Opinión

NI BLANCO CHOPO SIN MOTE

La hiedra que sube por el muro, que se ciñe y se pega a la corteza de un árbol, o la vid que se arraiga y crece sujeta a una larga estaca, o los nombres que se graban en la corteza de un olmo, o de una haya, son arraigados emblemas que cruzan las artes liberales ya desde la Antigüedad. Fijan en la robusta piedra o en el esbelto olmo la perenne imagen de un amor correspondido o desdeñado: la memoria del encuentro amoroso. Así el alocado Orlando fue grabando el nombre de su amada, narra Ariosto en Orlando furioso, en cuantos olmos encontraba en las apacibles riberas que recorría en su búsqueda. Angélica era su nombre en los albores del Renacimiento italiano. Y recoge el motivo la figura del obsesivo Crisóstomo, personaje en Don Quijote, quien deja inscrito en docenas de hayas el nombre de su Marcela: 'Y no hay alguna que en su lisa corteza no tenga grabado y escrito el nombre de Marcela' (I, XII). Pero fue el gran loco de amor de la cultura de Occidente, don Quijote, quien en un rapto de locura amorosa, fue 'escribiendo y grabando por las cortezas de los árboles y por la menuda arena muchos versos, todos acomodados a su tristeza, y algunos en alabanza de Dulcinea' (I, XXVI).


Aún más.
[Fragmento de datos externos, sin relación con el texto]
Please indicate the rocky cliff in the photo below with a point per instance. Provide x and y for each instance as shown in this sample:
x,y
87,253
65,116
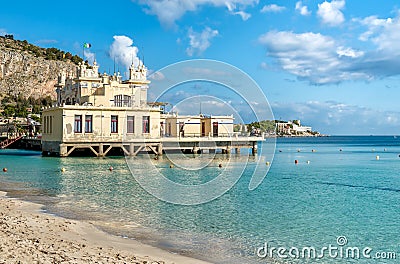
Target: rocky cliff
x,y
30,70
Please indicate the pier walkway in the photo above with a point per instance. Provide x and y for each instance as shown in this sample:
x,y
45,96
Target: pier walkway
x,y
159,146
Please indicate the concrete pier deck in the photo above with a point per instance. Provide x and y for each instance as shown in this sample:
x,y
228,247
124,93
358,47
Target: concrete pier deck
x,y
157,146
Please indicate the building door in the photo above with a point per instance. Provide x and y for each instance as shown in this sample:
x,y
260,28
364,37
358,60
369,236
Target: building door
x,y
203,129
215,129
181,129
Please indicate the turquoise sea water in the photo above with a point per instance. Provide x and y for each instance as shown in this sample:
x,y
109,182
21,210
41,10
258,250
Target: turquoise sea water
x,y
338,193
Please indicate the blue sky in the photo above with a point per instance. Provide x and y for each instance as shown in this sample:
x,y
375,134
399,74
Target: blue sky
x,y
333,64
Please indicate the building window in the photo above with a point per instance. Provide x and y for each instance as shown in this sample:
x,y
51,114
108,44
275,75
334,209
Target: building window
x,y
88,124
146,124
78,124
114,124
122,101
130,124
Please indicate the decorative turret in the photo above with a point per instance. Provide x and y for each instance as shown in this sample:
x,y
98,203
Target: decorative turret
x,y
139,74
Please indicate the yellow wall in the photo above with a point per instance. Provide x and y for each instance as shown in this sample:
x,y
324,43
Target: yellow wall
x,y
63,124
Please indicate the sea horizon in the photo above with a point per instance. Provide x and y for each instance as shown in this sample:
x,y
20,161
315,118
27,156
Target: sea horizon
x,y
329,193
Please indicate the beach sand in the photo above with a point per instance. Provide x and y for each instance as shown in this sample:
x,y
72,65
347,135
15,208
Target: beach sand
x,y
30,236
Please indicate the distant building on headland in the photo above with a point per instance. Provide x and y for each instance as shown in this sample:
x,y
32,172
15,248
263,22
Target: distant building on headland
x,y
294,128
100,112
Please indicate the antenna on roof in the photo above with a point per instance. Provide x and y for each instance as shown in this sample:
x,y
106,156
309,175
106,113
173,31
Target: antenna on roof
x,y
200,109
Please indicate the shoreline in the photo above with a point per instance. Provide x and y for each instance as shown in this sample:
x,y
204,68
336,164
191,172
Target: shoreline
x,y
28,234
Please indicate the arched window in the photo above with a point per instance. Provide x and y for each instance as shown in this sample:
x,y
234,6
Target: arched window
x,y
122,100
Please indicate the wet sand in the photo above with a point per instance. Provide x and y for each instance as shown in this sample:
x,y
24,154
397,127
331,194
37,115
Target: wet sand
x,y
28,235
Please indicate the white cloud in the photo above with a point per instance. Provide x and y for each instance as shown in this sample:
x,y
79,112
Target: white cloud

Derrotado y decidido a volver a su casa manchega, su rival Sansón Carrasco le sugiere que se dedique al ameno oficio del pastoreo, aconsejando que escoja el nombre de su pastora 'y que no dejemos árbol, por duro que sea, donde no la rotule y grabe su nombre, como es uso y costumbre de los enamorados pastores' (II, LXXIII). Son numerosos los ecos de este arte de grabar en la corteza de un olmo, haya o chopo, el nombre de la amada, a veces figurando el encuentro en forma de un corazón atravesado por una flecha (mito de Cupido). 'Cien olmos que ya el tiempo viste / las escritas cortezas van creciendo / con mi nombre que en ellas escribiste', le declara Alcina a Rugero, personaje del Orlando furioso y recordado por Lope de Vega en su epístola 'Alcina a Rugero', incluida en sus Rimas. Tanto los poetas del Renacimiento como los del Barroco recogen esa gran tradición del loco de amor, que desde Teócrito, Virgilio y Ovidio (éste en sus Heroidas), lo mismo que Tasso en sus Odas, mueve a grabar en olmos, chopos o hayas los nombres de sus amadas.


Altos y robustos olmos bordean la orilla del río Miño, entre el puente romano y el nuevo. Y sorprende como sobre sus cortezas aparecen una miríada de nombres grabados a golpe de punta de navaja: un corazón y una flecha, un cuadrado a modo de lámina rotulada con el nombre de la pareja; un breve mensaje, una fecha que certifica el día del encuentro en solitario. Toda una cartografía de la subjetividad amorosa, juvenil, inscrita en las cortezas de unos robustos olmos. Las lejanas Angélicas de la tradición grecolatina, Filis, Amarilis o Belisas (éstas en Garcilaso y Lope), son ahora, en estos olmos a orillas de Miño, nombres que delatan la nueva cultura global: Jessica, Kathy, Mary, Ivan, Edgar, Andrés, acompañadas con un breve y reconocido mensaje: I love you. En varios casos (recorro estas orillas en mis soledades a la caída de la tarde) el mensaje ha sido arrancado de cuajo: el olmo inocente despojado de su corteza testifica la radical ruptura, el desencuentro. La palabra y la imagen se hacen historia amorosa en las cortezas de unos olmos. A las orillas de una ribera acariciada por el constante fluir del agua, se certifica la unión o el desenlace de un amor fundido en el clásico locus amoenus.


Es como si la naturaleza fuese también partícipe del palpitar de dos cuerpos fundidos en uno, materia deseando fundirse, muy de acuerdo con la tradición escolástica, en forma vivificante, en vida nueva, ya que 'el cuerpo al alma se conforma'. Un nombre de varón, otro de hembra, inscritos en la dura corteza de unos olmos, repiten la lejana tradición a modo de abreviada nota amorosa. La escritura da en inscritura, el tronco en sublimación fálica, si aceptamos una lectura freudiana, y la corteza depositaria de una memoria en presencia de una ancestral escritura repetida en unos olmos a orillas de un río llamado Miño.